Social Service Providers Outline Strategies to Reduce Homeless Population

Members of Collaborative Housing Solutions of Northwest Montana invite elected officials to work with nonprofit organizations and business leaders to mitigate homelessness and change attitudes toward unsheltered people in Flathead County

By Maggie Dresser
Volunteer Gail Shay Linne pours Flathead Warming Center client Lee some juice on July 26, 2023. Hunter D’Antuono | Flathead Beacon

In response to the growing homeless population in Flathead County, members of the Collaborative Housing Solutions of Northwest Montana (CHS) have outlined their goals and strategies to mitigate housing instability while inviting elected local leaders to join the conversation.

In a letter sent to Flathead County’s elected officials, CHS Chair Sean O’Neill made a second attempt to invite government officials who previously did not respond to a different call-to-action letter sent two months prior.

“For those that have not responded, or still do not think that local government needs to be involved in these issues, please give us an opportunity to sit down to discuss the issues, needs, gaps, and different options for community solutions with you,” O’Neill wrote in the Aug. 21 letter. “Our goals are likely the same; a safe, healthy, and vibrant community … Violence, criminal, criminal activity, and disruptive behaviors are things that we all agree are not acceptable in our community.”

The group outlined strategies that could be implemented to help solve homelessness, which includes increasing emergency shelter space; improving coordination and communication efficiency; increasing low-income housing stock; increasing public awareness and community involvement; and launching a crisis response system.

CHS members, which includes local nonprofit directors, government officials and business leaders, have been working to improve education and engagement surrounding homelessness as the number of unhoused people in Flathead County grows.

“Recently, fear, anger, and resentment towards the homeless community has grown from the misinformation and misunderstanding that has taken over our local narratives,” O’Neill wrote. “It will continue to be more and more critical to have community leaders help change these narratives and give support with community-wide solutions.”

The alleged murder of a homeless man in June along with multiple reports of harassment and violence toward the unsheltered population triggered a widespread conversation and negative rhetoric in the Flathead Valley, which local stakeholders say should be addressed.

According to the MT Continuum of Care Coalition Point-in-Time (PIT) data collected in 2022, an estimated 319 homeless people were living in Kalispell.

In the greater Kalispell area, there were 87 chronically homeless people in 2022, which HUD defines as someone who has been homeless for at least 12 months, on at least four separate occasions in a year, or someone who has a disabling condition.

By comparison, there were 22 chronically homeless individuals in the Kalispell area in 2020, according to PIT data.

CHS members are working together to strategize ways to reduce those numbers and develop a proactive approach instead of responding reactively to the crisis.
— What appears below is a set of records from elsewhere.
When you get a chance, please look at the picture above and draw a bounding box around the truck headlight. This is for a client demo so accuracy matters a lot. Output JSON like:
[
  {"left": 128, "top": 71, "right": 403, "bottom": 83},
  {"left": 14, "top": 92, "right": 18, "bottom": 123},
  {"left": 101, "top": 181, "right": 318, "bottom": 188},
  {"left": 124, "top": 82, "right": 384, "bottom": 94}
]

PIT data consistently reveals that about half of the local homeless population is unsheltered, and nonprofit directors say that growing emergency shelter space would help address this problem. To do this, organizations would need to acquire at least two locations to use as emergency shelters, in addition to the Samaritan House, which is the currently the primary emergency shelter location.

To efficiently coordinate between social service providers, officials also suggest implementing a 2-1-1 crisis response system, a toll-free phone system that connects individuals to the appropriate services.

On a broader scale, providers say that the county needs to grow its inventory of affordable, supportive and permanent housing for people who are either already homeless or at risk of becoming homeless.

Currently, there’s a gap in housing available for working class, low income, fixed income and severely disabled individuals, the strategic plan said. Needed resources include acute care facilities, nursing homes, substance abuse programs, case management and subsidized housing.

Solutions for this include collaborating with housing providers, developers, nonprofits and government agencies to expand this type of housing while lobbying for state policies that would generate more subsidized housing.

Following recent negative community attitudes about the homeless population, both from elected officials and the public, CHS members also hope to provide education about the realities and misconceptions of homelessness. To do this, CHS suggested hosting forums and events to engage the public.

“It is impossible to fight these battles without the tools necessary to do so,” O’Neill said. “We will need equal partnership between the government, service providers, and business communities to appropriately address the gaps and needs we are facing.”

CHS will host a meeting at Community Action Partnership of Northwest Montana at 214 Main Street in Kalispell on Sept. 13 from 11 a.m. to 12:30 p.m.